Geschrieben von Simonmattia Riva | 05.10.2021 07:41:33

Artikel von Simonmattia Riva, Biersommelier

Mut steht am Anfang des Handelns, Glück am Ende.

Der griechische Philosoph Demokrit war der Erste so vieler Denker, der den Mut als Tugend des Beginns pries: Ohne Mut ist es nämlich unmöglich, mit festgefahrenen Gewohnheiten und Schemen zu brechen und Komfort und behagliche Ruhe hinter sich zu lassen und sich in neue Unternehmungen zu stürzen.
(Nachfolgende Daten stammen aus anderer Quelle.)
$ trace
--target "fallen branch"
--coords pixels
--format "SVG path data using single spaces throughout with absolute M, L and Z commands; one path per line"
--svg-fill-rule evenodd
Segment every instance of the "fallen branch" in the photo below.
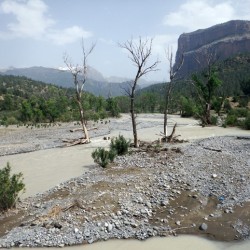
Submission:
M 210 151 L 215 151 L 215 152 L 222 152 L 221 149 L 216 149 L 216 148 L 207 148 L 207 147 L 203 147 L 206 150 L 210 150 Z
M 89 128 L 88 131 L 91 131 L 91 130 L 96 130 L 98 129 L 97 127 L 94 127 L 94 128 Z M 70 132 L 77 132 L 77 131 L 82 131 L 82 128 L 73 128 L 73 129 L 70 129 Z
M 87 139 L 84 138 L 80 138 L 80 139 L 63 139 L 63 142 L 66 142 L 66 144 L 64 145 L 65 147 L 71 147 L 71 146 L 75 146 L 78 144 L 87 144 L 89 143 L 89 141 Z

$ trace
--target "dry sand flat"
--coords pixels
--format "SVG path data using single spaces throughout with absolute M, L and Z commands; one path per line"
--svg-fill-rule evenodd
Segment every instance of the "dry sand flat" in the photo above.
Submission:
M 163 130 L 162 119 L 162 115 L 159 114 L 140 115 L 138 118 L 139 139 L 145 141 L 157 140 L 160 137 L 160 132 Z M 198 125 L 197 120 L 184 119 L 179 116 L 171 116 L 169 120 L 169 131 L 172 125 L 177 122 L 176 134 L 181 135 L 181 139 L 194 140 L 223 135 L 245 135 L 247 133 L 247 131 L 237 128 L 202 128 Z M 124 115 L 118 120 L 118 126 L 107 131 L 108 135 L 112 137 L 122 134 L 126 138 L 132 139 L 130 122 L 130 116 Z M 22 130 L 20 131 L 22 132 Z M 44 192 L 70 178 L 81 175 L 89 165 L 94 164 L 91 152 L 96 147 L 108 146 L 109 142 L 104 141 L 103 137 L 95 137 L 91 141 L 88 145 L 52 148 L 1 156 L 0 166 L 4 166 L 6 162 L 10 162 L 14 172 L 22 172 L 26 184 L 26 192 L 22 197 L 32 196 L 36 193 Z
M 162 116 L 143 115 L 139 117 L 139 120 L 141 123 L 139 124 L 138 134 L 141 140 L 153 141 L 159 138 L 159 133 L 162 131 Z M 247 131 L 235 128 L 201 128 L 200 126 L 197 126 L 197 121 L 195 120 L 181 119 L 177 116 L 172 117 L 172 124 L 176 121 L 180 124 L 177 128 L 177 134 L 180 134 L 182 139 L 192 140 L 218 135 L 245 135 L 247 133 Z M 118 134 L 123 134 L 124 136 L 131 138 L 132 132 L 129 129 L 129 116 L 124 116 L 123 119 L 119 120 L 119 122 L 122 126 L 112 129 L 109 135 L 116 136 Z M 150 123 L 150 126 L 143 127 L 143 124 L 146 124 L 147 122 Z M 25 197 L 27 197 L 38 192 L 48 190 L 63 181 L 81 175 L 86 169 L 88 169 L 87 166 L 93 164 L 93 160 L 90 156 L 93 149 L 98 146 L 107 145 L 107 141 L 104 141 L 102 137 L 97 137 L 93 138 L 92 143 L 89 145 L 74 146 L 69 148 L 54 148 L 25 154 L 2 156 L 0 157 L 0 166 L 3 166 L 3 164 L 9 161 L 13 166 L 14 171 L 21 171 L 24 173 L 25 183 L 27 186 Z M 187 246 L 190 242 L 194 244 L 192 249 L 200 249 L 200 246 L 202 246 L 203 249 L 228 249 L 229 247 L 229 245 L 211 243 L 206 240 L 203 241 L 199 238 L 180 237 L 179 239 L 181 240 L 178 241 L 172 238 L 157 238 L 146 242 L 108 241 L 105 243 L 93 244 L 91 246 L 84 246 L 84 248 L 81 246 L 81 249 L 156 249 L 152 247 L 156 245 L 157 249 L 165 249 L 161 248 L 165 244 L 168 246 L 173 244 L 171 249 L 188 249 L 186 247 L 183 248 L 183 244 L 184 246 Z M 201 245 L 197 245 L 196 247 L 196 243 Z M 248 248 L 246 248 L 243 244 L 242 249 L 249 249 L 249 245 L 247 246 L 247 243 L 245 243 L 245 245 Z M 232 248 L 229 249 L 240 249 L 240 246 L 240 244 L 237 244 L 237 248 L 233 248 L 234 246 L 232 246 Z M 80 247 L 73 248 L 78 249 Z
M 91 245 L 65 247 L 67 250 L 249 250 L 249 243 L 212 242 L 194 236 L 178 236 L 166 238 L 151 238 L 146 241 L 138 240 L 109 240 Z M 29 248 L 41 250 L 44 248 Z M 49 248 L 58 250 L 58 248 Z

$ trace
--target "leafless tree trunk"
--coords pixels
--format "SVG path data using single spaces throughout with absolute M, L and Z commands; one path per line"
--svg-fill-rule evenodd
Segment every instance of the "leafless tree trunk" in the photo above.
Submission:
M 149 72 L 156 71 L 159 61 L 154 61 L 149 63 L 150 56 L 152 55 L 152 42 L 153 39 L 143 40 L 139 37 L 139 41 L 136 42 L 133 39 L 126 41 L 119 46 L 126 49 L 129 52 L 129 59 L 137 67 L 137 73 L 133 82 L 129 85 L 127 89 L 127 94 L 130 97 L 130 113 L 132 118 L 132 128 L 134 136 L 134 146 L 139 147 L 137 129 L 136 129 L 136 114 L 135 114 L 135 92 L 138 80 Z
M 76 102 L 79 108 L 79 114 L 80 114 L 80 122 L 82 125 L 83 130 L 83 141 L 81 143 L 89 143 L 90 138 L 88 134 L 88 130 L 86 128 L 86 119 L 84 116 L 84 107 L 82 106 L 82 93 L 84 92 L 84 85 L 87 80 L 87 73 L 88 73 L 88 66 L 87 66 L 87 59 L 88 56 L 93 52 L 96 44 L 92 44 L 91 47 L 86 50 L 84 46 L 84 42 L 82 41 L 82 55 L 83 55 L 83 61 L 82 65 L 79 66 L 78 64 L 74 65 L 72 64 L 69 56 L 67 54 L 64 55 L 64 63 L 71 72 L 73 76 L 73 82 L 75 86 L 76 91 Z
M 182 60 L 180 65 L 178 65 L 178 67 L 174 70 L 174 66 L 173 66 L 173 52 L 172 50 L 167 52 L 167 59 L 169 61 L 169 78 L 170 81 L 169 83 L 166 84 L 166 97 L 165 97 L 165 107 L 164 107 L 164 128 L 163 128 L 163 134 L 164 137 L 167 137 L 168 131 L 167 131 L 167 125 L 168 125 L 168 113 L 169 113 L 169 104 L 170 104 L 170 100 L 171 100 L 171 93 L 173 90 L 173 85 L 174 85 L 174 80 L 175 80 L 175 76 L 177 74 L 177 72 L 180 70 L 180 68 L 183 65 L 184 62 L 184 56 L 182 56 Z
M 200 104 L 203 107 L 204 114 L 200 116 L 203 125 L 211 124 L 211 101 L 214 90 L 221 84 L 221 81 L 217 78 L 214 70 L 214 65 L 218 60 L 215 52 L 206 49 L 201 54 L 196 54 L 194 59 L 203 69 L 202 75 L 205 78 L 204 82 L 197 77 L 193 76 L 192 85 L 197 91 L 197 96 Z M 201 87 L 203 85 L 203 87 Z

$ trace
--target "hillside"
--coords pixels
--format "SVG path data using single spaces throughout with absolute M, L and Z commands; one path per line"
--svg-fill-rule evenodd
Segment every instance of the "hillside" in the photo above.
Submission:
M 54 84 L 64 88 L 73 87 L 72 75 L 68 70 L 59 70 L 46 67 L 11 68 L 0 73 L 2 75 L 25 76 L 35 81 Z M 96 96 L 120 96 L 124 95 L 129 79 L 118 77 L 104 78 L 103 75 L 92 67 L 89 67 L 89 75 L 85 84 L 85 91 Z M 140 86 L 148 86 L 150 82 L 140 80 Z
M 178 39 L 176 66 L 182 55 L 184 63 L 179 76 L 185 77 L 207 65 L 207 55 L 212 60 L 223 61 L 250 51 L 250 21 L 232 20 L 207 29 L 182 34 Z
M 225 96 L 243 95 L 243 83 L 250 85 L 250 53 L 240 54 L 235 57 L 229 57 L 226 60 L 219 61 L 216 64 L 218 77 L 222 81 L 220 93 Z M 188 84 L 189 78 L 180 80 L 175 86 L 176 92 L 182 94 L 190 93 L 191 85 Z M 163 95 L 165 83 L 159 83 L 143 88 L 140 93 L 151 92 Z

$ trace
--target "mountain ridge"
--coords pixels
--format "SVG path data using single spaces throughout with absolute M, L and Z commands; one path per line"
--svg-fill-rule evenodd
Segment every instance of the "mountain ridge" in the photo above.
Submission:
M 214 55 L 215 60 L 224 60 L 249 51 L 250 21 L 231 20 L 206 29 L 181 34 L 178 39 L 174 67 L 180 65 L 184 56 L 184 63 L 178 76 L 185 77 L 208 66 L 204 58 L 206 53 Z

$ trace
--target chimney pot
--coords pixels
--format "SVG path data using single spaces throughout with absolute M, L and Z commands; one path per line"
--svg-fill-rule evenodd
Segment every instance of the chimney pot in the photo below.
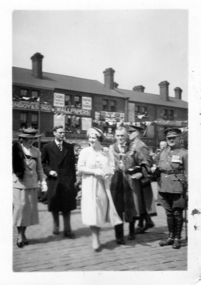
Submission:
M 145 87 L 144 87 L 142 85 L 138 85 L 137 86 L 134 86 L 132 89 L 134 91 L 137 91 L 138 92 L 144 92 L 145 89 Z
M 181 100 L 182 99 L 182 89 L 180 87 L 175 87 L 174 89 L 174 90 L 175 92 L 175 98 L 177 98 L 177 99 L 180 99 L 180 100 Z
M 104 77 L 104 85 L 108 89 L 114 89 L 114 74 L 115 71 L 111 67 L 106 68 L 103 71 Z
M 169 83 L 166 80 L 162 81 L 158 84 L 160 87 L 160 97 L 166 101 L 169 100 L 168 87 L 169 84 Z
M 36 78 L 42 78 L 42 60 L 44 57 L 36 53 L 31 58 L 32 61 L 32 75 Z

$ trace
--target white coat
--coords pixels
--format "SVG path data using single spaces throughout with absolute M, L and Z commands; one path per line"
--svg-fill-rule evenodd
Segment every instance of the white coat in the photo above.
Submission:
M 109 150 L 106 155 L 102 153 L 100 156 L 102 167 L 109 167 L 112 174 L 114 169 L 113 154 Z M 81 209 L 82 221 L 89 225 L 96 224 L 96 189 L 97 176 L 93 174 L 95 169 L 95 157 L 92 146 L 83 148 L 80 152 L 77 164 L 78 170 L 83 173 L 82 182 Z M 111 177 L 111 176 L 110 176 Z M 122 223 L 115 208 L 110 190 L 110 177 L 104 180 L 106 192 L 108 200 L 106 222 L 113 226 Z

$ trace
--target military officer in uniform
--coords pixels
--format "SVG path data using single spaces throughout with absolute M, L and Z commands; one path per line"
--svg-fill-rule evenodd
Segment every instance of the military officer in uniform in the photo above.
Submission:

Super, eines der ersten Biere des Hauses Baladin und das erste Flaschenbier aus dem mittlerweile fernen Februar 1997, ist auf mehreren Ebenen ein Symbol für Mut und Risiko: für das Risiko, die beruhigende Routine eines Dorfpubs aufzugeben, um handwerkliches Bier zu brauen, etwas, das es in Italien als Warenkategorie noch nicht gab; den Mut, die leichten, wenig bitteren, industriell hergestellten Lager mit einem kraftvollen, überwiegend süssen Bier belgischer Inspiration herauszufordern; den Mut, es in eine elegante Flasche zu füllen und in Restaurants anzubieten, in denen seit jeher für Bier ein unsichtbares, aber fest verankertes Schild hing: “Ich muss draussen bleiben”...

 

Lasst uns ein Super Baladin aufmachen!

Ein Glas Super genießen, bedeutet, all diese Geschichten und noch andere mehr zurückzuverfolgen: die Geschichte seines Namens, natürlich als guter Wunsch für das neue Unternehmen, zum Beispiel, dass es das erste italienische handwerkliche Bier war, das in Flaschen vertrieben wurde, oder die Geschichte seiner klar belgischen Inspiration, wie auch der anderen ersten in Piozzo gebrauten Biere, und wie es das damals noch viel zu weit verbreitete, ungerechtfertigte Misstrauen gegenüber der Welt des handgebrauten Biers besiegte.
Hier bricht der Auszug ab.